Ekonom Universitas Andalas Syafruddin Karimi menilai target penerimaan negara 2025 menuntut akselerasi tajam di kuartal IV 2025. Jika pola Januari–Agustus berlanjut, proyeksinya penerimaan pajak akhir tahun hanya Rp 2.458 triliun atau 81,8% target.
“Dengan penguatan musiman dan dorongan kepatuhan yang realistis, proyeksi naik ke kisaran Rp 2.622 triliun atau 87,2% target,” kata Syafruddin.
Dalam skenario optimistis, realisasi perpajakan bisa menembus 90% dari target, sementara penerimaan negara bukan pajak (PNBP) sekitar 95%. “Ini mengantar realisasi mendekati Rp 2.702 triliun atau 89,9%,” ujarnya.
Karena itu, ia menegaskan target mendekati 100% masih terbuka. Namun, eksekusi pada kuartal IV harus tepat sasaran dan berbasis data.
Tak Akan Capai Target
Pengamat perpajakan, Prianto Budi Saptono, memperkirakan pemerintah tidak akan menutup target meski menyisakan tiga bulan terakhir tahun ini. “Proyeksi dari Januari hingga Desember 2025 hanya 82% dari target,” ujarnya kepada Katadata.co.id, Senin (29/9).
Prianto menjelaskan, perhitungan ini menggunakan asumsi ceteris paribus. Artinya, target hanya bisa mencapai Rp 1.703,1 triliun.
“Ini dihitung dengan proyeksi Januari–Desember 2025 dalam rupiah yaitu Rp 1.135,40 triliun (capaian per Agustus 2025) x 1/8 x 12 = Rp 1.703,1 triliun,” katanya.
Sumber Utama Penerimaan Negara
Syafruddin menekankan kunci penerimaan pajak terletak pada tiga sumber utama. “Perpajakan perlu dorongan konkret melalui penyesuaian angsuran PPh 25, top-up korporasi, serta penguatan pengawasan PPN berbasis risiko agar net collection naik tanpa mengorbankan kualitas,” katanya.
Ia menambahkan, kepabeanan dan cukai yang tumbuh 6,4% memberi bantalan, meski pelemahan produksi cukai hasil tembakau (CHT) membatasi laju. Di sisi lain, PNBP dinilai cukup solid dengan percepatan setoran dividen, royalti SDA, dan penerimaan layanan yang bisa mempertebal kas kuartal IV.
Agenda Oktober–Desember perlu difokuskan pada realisasi komitmen wajib pajak menjadi setoran riil. Hal ini dilakukan melalui penyelesaian rencana wajib pajak prioritas, pengawasan rutin, penagihan yang disiplin, serta koordinasi antara Ditjen Bea Cukai dan Ditjen Pajak.

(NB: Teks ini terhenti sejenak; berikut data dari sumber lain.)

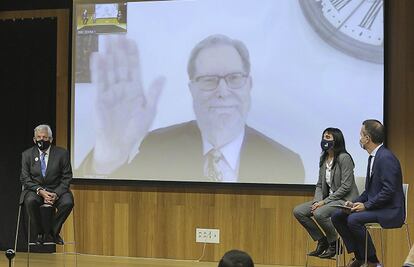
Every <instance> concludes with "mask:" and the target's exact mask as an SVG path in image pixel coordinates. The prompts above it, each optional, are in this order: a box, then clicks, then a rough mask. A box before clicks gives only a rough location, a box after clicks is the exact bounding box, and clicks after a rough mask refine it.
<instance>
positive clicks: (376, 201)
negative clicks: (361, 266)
mask: <svg viewBox="0 0 414 267" xmlns="http://www.w3.org/2000/svg"><path fill="white" fill-rule="evenodd" d="M360 135H361V136H360V144H361V147H362V148H363V149H365V150H366V151H367V152H368V153H369V158H368V166H367V176H366V182H365V191H364V192H363V193H362V194H361V195H360V196H359V197H358V198H357V199H355V200H354V202H353V203H352V202H346V203H345V205H348V206H350V207H351V213H345V212H342V211H338V212H336V213H335V214H334V215H333V216H332V223H333V224H334V226H335V228H336V229H337V231H338V233H339V234H340V235H341V237H342V238H343V240H344V242H345V245H346V248H347V250H348V252H349V253H351V252H353V253H354V254H355V258H354V259H352V260H351V261H350V262H349V263H348V265H347V266H348V267H360V266H364V267H365V266H366V267H376V266H381V265H380V264H379V260H378V258H377V256H376V252H375V247H374V244H373V242H372V240H371V237H370V236H369V235H368V249H367V258H368V263H367V265H365V264H364V259H365V233H366V229H365V226H364V225H365V223H379V224H380V225H381V226H382V227H384V228H396V227H401V226H402V224H403V223H404V219H405V200H404V193H403V187H402V174H401V166H400V162H399V161H398V159H397V158H396V157H395V155H394V154H393V153H392V152H391V151H390V150H388V149H387V148H385V147H384V146H383V144H382V143H383V141H384V135H385V130H384V126H383V125H382V124H381V123H380V122H379V121H377V120H366V121H364V122H363V124H362V128H361V132H360ZM367 234H368V233H367Z"/></svg>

“Ini diperlukan untuk menangkap potensi dari PPN impor dan audit pascabarang. Jaga mutu penerimaan dengan mengawasi rasio restitusi PPN, porsi denda terhadap pokok, dan umur piutang agar pencapaian kuat sekaligus kredibel,” ujarnya.
Dengan disiplin harian dan pemantauan ketat, Syafruddin menilai proyeksi 87% layak dikejar. Peluang mendekati 90% masih terbuka jika semua komponen bergerak serempak pada kuartal IV 2025.
Pertumbuhan Ekonomi Jadi Kunci
Purbaya menegaskan penerimaan pajak tertekan akibat pertumbuhan ekonomi yang melambat. Namun, ia tetap optimistis target masih bisa dikejar pada tiga bulan terakhir tahun ini.
“Kalau triwulan keempat, Oktober, November, Desember masih keburu ya, dengan pemberian stimulus, saya optimis ketika nanti impact dari kebijakan kita longgar, itu harusnya Oktober, November, Desember tumbuh cepat ekonominya, otomatis pajaknya akan lebih baik,” kata Purbaya.
Ia menambahkan, pemerintah tidak akan mengejar penerimaan negara dengan menaikkan tarif pajak, melainkan mendorong aktivitas ekonomi agar lebih besar. “Kalau ekonominya tumbuh kencang, kan bayar pajaknya happy. Itu yang kita kejar,” ujarnya.